IBC 2015: Netflix, new tech and silly predictions

Raymond Snoddy reports on this year’s International Broadcasting Convention – where all anyone wanted to do was talk about Netflix.

There was all the usual futuristic stuff at the enormous IBC exhibition and broadcasting conference in Amsterdam over the past few days.

More than 55,000 visitors were able to see the latest drones in action – the ones that shoot high quality live TV pictures rather than people – and the latest in immersive journalism conveyed through virtual reality.

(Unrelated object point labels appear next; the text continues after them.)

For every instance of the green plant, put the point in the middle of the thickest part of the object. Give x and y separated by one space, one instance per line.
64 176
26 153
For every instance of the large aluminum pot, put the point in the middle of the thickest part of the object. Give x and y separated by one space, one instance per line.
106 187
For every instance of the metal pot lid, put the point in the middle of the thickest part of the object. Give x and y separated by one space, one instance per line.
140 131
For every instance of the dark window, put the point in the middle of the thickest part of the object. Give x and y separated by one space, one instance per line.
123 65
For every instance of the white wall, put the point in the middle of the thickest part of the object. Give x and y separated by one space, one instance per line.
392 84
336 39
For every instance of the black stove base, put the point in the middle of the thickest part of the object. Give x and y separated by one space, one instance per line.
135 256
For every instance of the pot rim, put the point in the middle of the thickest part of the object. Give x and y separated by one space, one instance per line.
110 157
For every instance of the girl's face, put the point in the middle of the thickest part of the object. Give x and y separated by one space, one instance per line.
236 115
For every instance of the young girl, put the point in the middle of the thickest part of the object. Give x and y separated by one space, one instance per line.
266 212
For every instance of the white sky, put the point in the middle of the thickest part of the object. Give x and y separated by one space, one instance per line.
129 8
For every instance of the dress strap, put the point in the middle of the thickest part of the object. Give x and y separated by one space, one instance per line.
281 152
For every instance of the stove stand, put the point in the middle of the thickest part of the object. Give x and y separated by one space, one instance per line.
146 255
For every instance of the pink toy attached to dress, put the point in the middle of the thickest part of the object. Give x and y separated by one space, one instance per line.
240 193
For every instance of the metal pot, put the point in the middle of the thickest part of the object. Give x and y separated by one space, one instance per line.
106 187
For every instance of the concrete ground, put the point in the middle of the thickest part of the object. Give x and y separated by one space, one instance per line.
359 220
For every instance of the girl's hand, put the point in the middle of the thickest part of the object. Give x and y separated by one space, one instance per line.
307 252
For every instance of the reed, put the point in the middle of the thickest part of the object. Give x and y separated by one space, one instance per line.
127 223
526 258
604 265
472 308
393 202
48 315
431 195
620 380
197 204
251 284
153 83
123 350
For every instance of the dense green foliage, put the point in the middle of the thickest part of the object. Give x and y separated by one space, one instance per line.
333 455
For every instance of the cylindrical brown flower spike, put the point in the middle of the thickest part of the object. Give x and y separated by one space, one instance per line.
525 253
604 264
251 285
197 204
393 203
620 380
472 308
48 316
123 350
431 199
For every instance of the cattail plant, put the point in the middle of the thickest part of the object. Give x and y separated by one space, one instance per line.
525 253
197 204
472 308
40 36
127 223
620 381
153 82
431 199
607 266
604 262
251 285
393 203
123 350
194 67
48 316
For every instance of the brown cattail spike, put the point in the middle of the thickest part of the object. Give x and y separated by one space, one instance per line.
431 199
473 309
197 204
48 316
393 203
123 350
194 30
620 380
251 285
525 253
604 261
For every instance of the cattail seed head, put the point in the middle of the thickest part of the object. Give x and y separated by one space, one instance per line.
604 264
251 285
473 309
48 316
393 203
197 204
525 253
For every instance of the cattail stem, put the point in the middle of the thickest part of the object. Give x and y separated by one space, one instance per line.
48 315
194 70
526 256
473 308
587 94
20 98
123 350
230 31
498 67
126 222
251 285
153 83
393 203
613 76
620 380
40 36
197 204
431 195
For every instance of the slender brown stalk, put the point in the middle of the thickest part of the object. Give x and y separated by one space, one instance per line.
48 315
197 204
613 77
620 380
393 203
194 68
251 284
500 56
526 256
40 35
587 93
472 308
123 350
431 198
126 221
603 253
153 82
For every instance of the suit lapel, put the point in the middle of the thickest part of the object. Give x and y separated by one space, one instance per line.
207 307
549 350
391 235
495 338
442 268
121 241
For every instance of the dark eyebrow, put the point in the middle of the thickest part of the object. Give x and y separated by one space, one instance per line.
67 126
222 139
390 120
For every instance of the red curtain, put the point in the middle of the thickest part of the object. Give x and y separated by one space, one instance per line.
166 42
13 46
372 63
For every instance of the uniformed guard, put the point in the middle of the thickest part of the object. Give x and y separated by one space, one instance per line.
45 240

Put a visor in front of your eyes and you are transported back to the sad days of the killing of black American teenager Trayvon Martin – a killing by a member of a neighbourhood watch that the courts found to be “self defence”.

You are transported back to the place, complete with the emergency calls, although the “immersive journalism” does not, mercifully, re-create the actual moment of the shooting.

For fans of ever better quality pictures there is more on the way. There is always more.

Even before 4K television sets have established themselves in the consumer market, 8K pictures could already be seen – in the exhibition halls of Amsterdam.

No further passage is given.